While the approach of Pasewaldt and Reiter allows users to create their own art, the app of Jelena Milovanovic, Miljan Stevanović, and Petar Pejic acts as explanatory tool for the internal processes of an artist. Given two input images, the researchers extract the style from the first and the content from the second image using deep neural networks. A second machine learning technique then applies the extracted style to the found content and thus renders the second input image in the style of the first one.
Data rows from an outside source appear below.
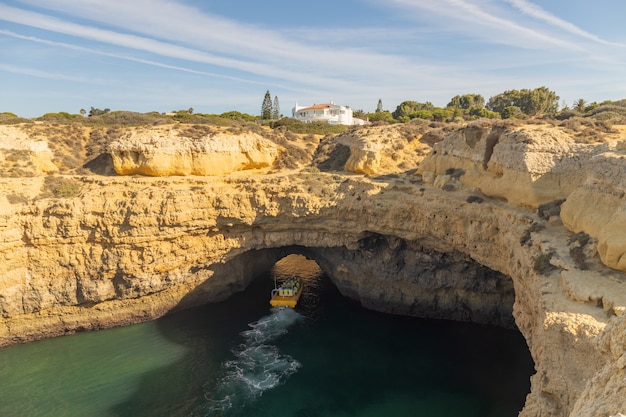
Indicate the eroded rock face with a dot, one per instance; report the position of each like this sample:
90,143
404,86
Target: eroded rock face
598,206
159,152
527,166
127,249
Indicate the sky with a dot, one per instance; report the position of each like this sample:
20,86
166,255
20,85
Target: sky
216,56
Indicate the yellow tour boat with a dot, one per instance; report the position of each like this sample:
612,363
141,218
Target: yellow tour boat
287,294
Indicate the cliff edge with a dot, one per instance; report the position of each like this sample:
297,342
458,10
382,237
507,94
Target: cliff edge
504,225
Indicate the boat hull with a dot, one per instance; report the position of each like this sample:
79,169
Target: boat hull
290,301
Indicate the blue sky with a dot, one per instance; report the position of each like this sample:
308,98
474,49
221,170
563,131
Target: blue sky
217,56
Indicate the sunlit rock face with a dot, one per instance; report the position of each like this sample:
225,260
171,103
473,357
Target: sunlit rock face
164,153
464,240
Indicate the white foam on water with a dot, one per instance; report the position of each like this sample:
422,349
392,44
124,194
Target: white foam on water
258,365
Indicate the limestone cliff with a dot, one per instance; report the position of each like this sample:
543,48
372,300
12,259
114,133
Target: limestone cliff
126,249
163,152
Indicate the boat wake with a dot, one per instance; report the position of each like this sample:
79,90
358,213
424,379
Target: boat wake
258,365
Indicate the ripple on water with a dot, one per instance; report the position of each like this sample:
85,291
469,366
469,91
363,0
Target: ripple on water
258,365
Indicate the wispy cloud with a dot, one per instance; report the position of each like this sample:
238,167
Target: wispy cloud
43,74
166,26
483,20
539,13
121,56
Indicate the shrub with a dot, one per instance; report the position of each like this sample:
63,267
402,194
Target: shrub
542,264
61,187
475,199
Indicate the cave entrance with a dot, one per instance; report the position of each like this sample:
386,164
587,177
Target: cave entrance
339,357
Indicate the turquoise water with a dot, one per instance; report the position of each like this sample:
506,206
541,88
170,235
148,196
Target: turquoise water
329,357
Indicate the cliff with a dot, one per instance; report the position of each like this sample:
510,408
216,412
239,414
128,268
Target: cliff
461,232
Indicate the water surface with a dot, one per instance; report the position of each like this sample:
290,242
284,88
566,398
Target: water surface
329,357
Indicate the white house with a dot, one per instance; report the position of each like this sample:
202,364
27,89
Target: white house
329,113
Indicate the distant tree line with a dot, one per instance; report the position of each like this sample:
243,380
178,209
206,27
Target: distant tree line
270,110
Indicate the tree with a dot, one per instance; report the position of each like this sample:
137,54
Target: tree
408,108
98,112
276,109
580,105
266,107
359,114
379,106
530,102
467,102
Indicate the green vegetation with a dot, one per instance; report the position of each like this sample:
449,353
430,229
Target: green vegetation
60,187
585,121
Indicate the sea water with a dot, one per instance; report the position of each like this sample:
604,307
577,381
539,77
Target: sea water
240,357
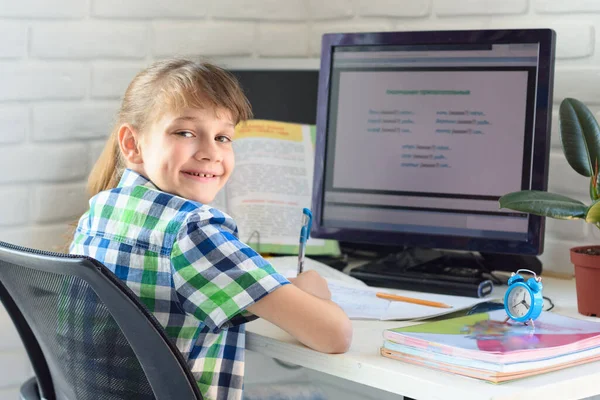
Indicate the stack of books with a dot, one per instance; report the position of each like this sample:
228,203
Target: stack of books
484,346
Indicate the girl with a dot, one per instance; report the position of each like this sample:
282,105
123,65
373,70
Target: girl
167,157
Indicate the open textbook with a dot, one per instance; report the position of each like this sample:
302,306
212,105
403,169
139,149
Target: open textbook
359,301
271,183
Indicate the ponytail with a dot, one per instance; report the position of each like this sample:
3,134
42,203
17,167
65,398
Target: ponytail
108,169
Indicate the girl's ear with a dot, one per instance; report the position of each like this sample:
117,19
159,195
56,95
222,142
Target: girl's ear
129,144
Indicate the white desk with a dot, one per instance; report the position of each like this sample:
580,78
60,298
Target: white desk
363,364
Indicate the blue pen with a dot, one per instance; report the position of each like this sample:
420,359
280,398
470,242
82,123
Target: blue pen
304,234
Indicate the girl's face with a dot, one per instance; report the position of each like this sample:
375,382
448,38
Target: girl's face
189,153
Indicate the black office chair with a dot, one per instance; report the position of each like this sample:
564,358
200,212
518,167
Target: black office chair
86,333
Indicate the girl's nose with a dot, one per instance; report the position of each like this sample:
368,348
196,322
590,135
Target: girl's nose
208,151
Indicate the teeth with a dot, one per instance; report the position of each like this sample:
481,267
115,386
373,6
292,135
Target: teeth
201,175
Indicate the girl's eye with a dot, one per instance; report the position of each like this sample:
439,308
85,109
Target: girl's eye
223,139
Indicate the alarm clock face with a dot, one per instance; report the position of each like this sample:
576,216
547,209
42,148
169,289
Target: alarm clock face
519,302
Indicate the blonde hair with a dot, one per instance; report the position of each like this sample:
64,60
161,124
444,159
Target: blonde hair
167,85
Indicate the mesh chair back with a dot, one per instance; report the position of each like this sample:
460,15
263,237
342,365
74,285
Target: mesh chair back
97,340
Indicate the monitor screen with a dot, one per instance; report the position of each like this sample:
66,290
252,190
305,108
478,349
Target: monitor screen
420,133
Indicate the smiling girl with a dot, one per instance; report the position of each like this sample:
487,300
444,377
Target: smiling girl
149,222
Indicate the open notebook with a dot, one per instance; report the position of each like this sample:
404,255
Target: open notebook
359,301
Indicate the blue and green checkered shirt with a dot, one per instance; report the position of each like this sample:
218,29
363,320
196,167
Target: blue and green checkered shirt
184,261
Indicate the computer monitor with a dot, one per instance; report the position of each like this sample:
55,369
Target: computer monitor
420,133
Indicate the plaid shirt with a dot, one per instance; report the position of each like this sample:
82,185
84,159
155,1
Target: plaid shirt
185,263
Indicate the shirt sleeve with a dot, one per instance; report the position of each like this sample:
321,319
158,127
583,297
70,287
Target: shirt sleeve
216,276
Finally, an augmented reality app realises the explanatory part: the user can move a smartphone towards or away from an installed image showing only the content, i.e. the second input image. The further the user moves the smartphone away, the more the style of the first input image takes over. Therefore, by starting at a distance and moving the device towards the image, the stylised image slowly restores to its original form, which demystifies the artist’s perception.
The artist and researcher Martin Pham tackles a problem more complex than transferring a certain style to a single image. He creates videos of mathematical objects and applies artificial neural networks to alter these, image by image. It is a challenging problem, because the neural network does not know the next still in the video when altering a previous one. However, Pham found that applying style transfer to fractal images – self-repeating mathematical structures – indeed gives a coherent result throughout the whole video. He suspects that it has to do with the self-replicating nature of fractal geometries. It seems to guide the artificial intelligence in such a way that it applies the same style to roughly the same features of the image, thereby making the video consistent. His work shows the complex interplay between the input imagery and the artificial intelligence augmentations performed on it.
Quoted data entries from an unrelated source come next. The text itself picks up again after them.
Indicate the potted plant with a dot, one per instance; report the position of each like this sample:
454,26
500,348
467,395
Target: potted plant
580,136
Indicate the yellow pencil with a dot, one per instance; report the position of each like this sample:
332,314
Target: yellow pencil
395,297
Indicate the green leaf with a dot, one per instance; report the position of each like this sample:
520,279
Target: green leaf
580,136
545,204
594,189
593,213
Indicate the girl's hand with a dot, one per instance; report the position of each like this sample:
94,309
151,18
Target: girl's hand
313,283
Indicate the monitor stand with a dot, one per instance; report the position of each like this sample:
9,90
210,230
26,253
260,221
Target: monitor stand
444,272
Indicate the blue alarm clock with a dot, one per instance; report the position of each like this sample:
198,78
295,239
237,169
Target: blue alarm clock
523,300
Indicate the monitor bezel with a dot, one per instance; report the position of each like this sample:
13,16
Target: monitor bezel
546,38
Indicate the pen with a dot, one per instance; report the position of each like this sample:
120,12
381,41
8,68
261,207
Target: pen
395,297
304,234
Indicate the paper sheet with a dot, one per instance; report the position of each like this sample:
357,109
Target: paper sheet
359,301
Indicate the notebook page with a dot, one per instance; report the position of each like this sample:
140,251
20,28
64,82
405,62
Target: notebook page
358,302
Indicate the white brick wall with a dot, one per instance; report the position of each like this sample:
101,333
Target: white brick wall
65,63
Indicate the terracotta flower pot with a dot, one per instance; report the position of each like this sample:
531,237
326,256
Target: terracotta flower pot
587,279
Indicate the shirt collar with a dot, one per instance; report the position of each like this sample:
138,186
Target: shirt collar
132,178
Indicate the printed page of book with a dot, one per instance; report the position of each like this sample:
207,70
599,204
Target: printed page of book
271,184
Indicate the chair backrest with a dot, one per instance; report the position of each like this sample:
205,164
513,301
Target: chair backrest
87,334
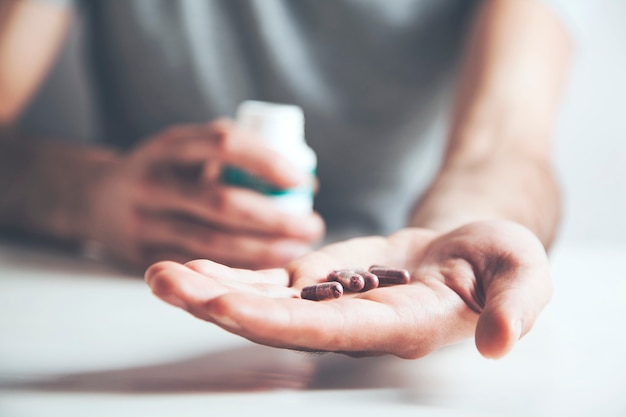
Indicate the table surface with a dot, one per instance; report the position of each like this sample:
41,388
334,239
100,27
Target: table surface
81,338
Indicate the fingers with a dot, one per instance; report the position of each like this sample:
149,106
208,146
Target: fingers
185,287
233,209
221,141
196,240
511,310
517,287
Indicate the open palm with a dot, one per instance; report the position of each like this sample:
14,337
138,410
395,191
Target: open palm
488,279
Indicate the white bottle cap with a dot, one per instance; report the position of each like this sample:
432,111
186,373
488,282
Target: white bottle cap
278,125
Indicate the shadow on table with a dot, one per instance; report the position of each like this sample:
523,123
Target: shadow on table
253,368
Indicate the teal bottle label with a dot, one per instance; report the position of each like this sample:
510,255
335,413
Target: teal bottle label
237,177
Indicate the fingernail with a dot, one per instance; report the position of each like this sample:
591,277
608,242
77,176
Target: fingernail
226,322
175,301
518,327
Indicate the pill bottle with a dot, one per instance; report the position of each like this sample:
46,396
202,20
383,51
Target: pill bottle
280,127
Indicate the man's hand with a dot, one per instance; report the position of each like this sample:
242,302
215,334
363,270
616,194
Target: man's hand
165,200
490,279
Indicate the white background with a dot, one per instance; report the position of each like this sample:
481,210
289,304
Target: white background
590,141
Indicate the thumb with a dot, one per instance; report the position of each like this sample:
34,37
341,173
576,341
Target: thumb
512,305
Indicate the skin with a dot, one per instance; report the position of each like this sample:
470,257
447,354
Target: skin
161,200
475,244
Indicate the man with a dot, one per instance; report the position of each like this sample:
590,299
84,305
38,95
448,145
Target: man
367,75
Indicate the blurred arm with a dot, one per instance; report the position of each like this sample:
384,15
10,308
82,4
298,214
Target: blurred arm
498,159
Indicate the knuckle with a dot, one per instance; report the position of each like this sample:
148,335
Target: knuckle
161,282
222,201
222,137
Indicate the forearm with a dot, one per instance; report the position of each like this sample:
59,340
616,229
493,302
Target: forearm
46,187
507,187
498,160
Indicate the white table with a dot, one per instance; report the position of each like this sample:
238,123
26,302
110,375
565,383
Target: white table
78,338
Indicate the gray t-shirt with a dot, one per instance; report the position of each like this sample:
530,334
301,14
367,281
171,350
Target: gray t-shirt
371,77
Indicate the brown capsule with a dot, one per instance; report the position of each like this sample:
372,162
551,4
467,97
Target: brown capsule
371,280
349,279
390,276
323,291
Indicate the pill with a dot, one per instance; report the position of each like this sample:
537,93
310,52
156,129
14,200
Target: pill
323,291
349,279
371,280
390,276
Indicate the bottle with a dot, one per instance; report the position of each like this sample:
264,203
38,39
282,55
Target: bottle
280,127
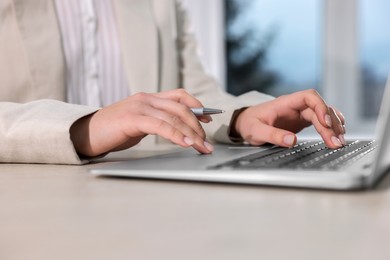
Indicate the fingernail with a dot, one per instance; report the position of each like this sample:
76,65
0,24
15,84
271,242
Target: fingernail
209,146
336,141
328,120
188,140
289,140
342,139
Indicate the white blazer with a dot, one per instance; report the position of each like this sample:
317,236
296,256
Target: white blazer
160,53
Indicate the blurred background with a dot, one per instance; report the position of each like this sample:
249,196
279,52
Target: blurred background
341,48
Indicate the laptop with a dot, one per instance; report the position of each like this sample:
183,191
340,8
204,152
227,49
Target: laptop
310,164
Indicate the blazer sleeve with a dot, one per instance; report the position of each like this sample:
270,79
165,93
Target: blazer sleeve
197,82
38,132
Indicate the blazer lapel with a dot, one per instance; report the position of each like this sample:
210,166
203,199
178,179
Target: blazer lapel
140,44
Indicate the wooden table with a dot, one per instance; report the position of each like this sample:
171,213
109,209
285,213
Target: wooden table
63,212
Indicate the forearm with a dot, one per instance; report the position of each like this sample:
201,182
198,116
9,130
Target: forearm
38,132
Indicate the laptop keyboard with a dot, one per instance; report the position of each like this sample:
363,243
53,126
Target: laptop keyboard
305,155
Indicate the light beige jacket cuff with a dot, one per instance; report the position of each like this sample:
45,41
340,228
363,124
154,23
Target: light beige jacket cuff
38,132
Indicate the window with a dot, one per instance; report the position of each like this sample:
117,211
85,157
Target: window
339,47
273,46
374,53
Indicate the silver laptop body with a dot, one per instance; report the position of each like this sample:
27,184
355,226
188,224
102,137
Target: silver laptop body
229,164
Picasso said, “Computers are useless, they can only give answers.” The workshop AI and Arts showed that computers offer much more. They are tools and inspiration. They take the artist on a journey while the artist provides them with data.
The interest in computer-generated art is enormous. More and more artists generate works of art using artificial intelligence. Recently, these works began to pay off for their creators. For instance, the auction house Christie’s sold an artwork created by artificial intelligence for $432,500 during an auction in October 2018. Despite other interesting and inspiring workshops at KI 2019, the Heise online magazine reported on the AI and Arts workshop sparking several comments on creativity and creation.
Finally, the workshop gave academics and artists working in the field of AI a platform to meet and discuss their work as well as to give each other feedback. While the presented workshop – the first of its kind in Germany – could only give a small impression of this buzzing field, follow-up workshops will certainly continue to elucidate the intricate interplay of AI and arts and thereby open new cross-disciplinary horizons.
Picture above the text: Martin Pham: Mandelbrot / Momentarily II (2019). Photo: Martin Pham.
 Notable developments include e.g. the TensorFlow machine learning library. Google published it under the Apache-2.0-OpenSource license; see https://www.tensorflow.org. A very accessible webpage to start with first experiments involving artificial intelligence is the Neural Network Playground, which uses TensorFlow internally. At https://playground.tensorflow.org, everyone can quickly play with the powerful library.
 See https://aiartists.org for a compilation on “the impact of AI on art, culture, and society.”
 For more information on the conference, see www.ki2019.de. For the workshop programme, see https://www.ki2019.de/events/. For more information on the workshop, see https://page.mi.fu-berlin.de/mskrodzki/aaa/.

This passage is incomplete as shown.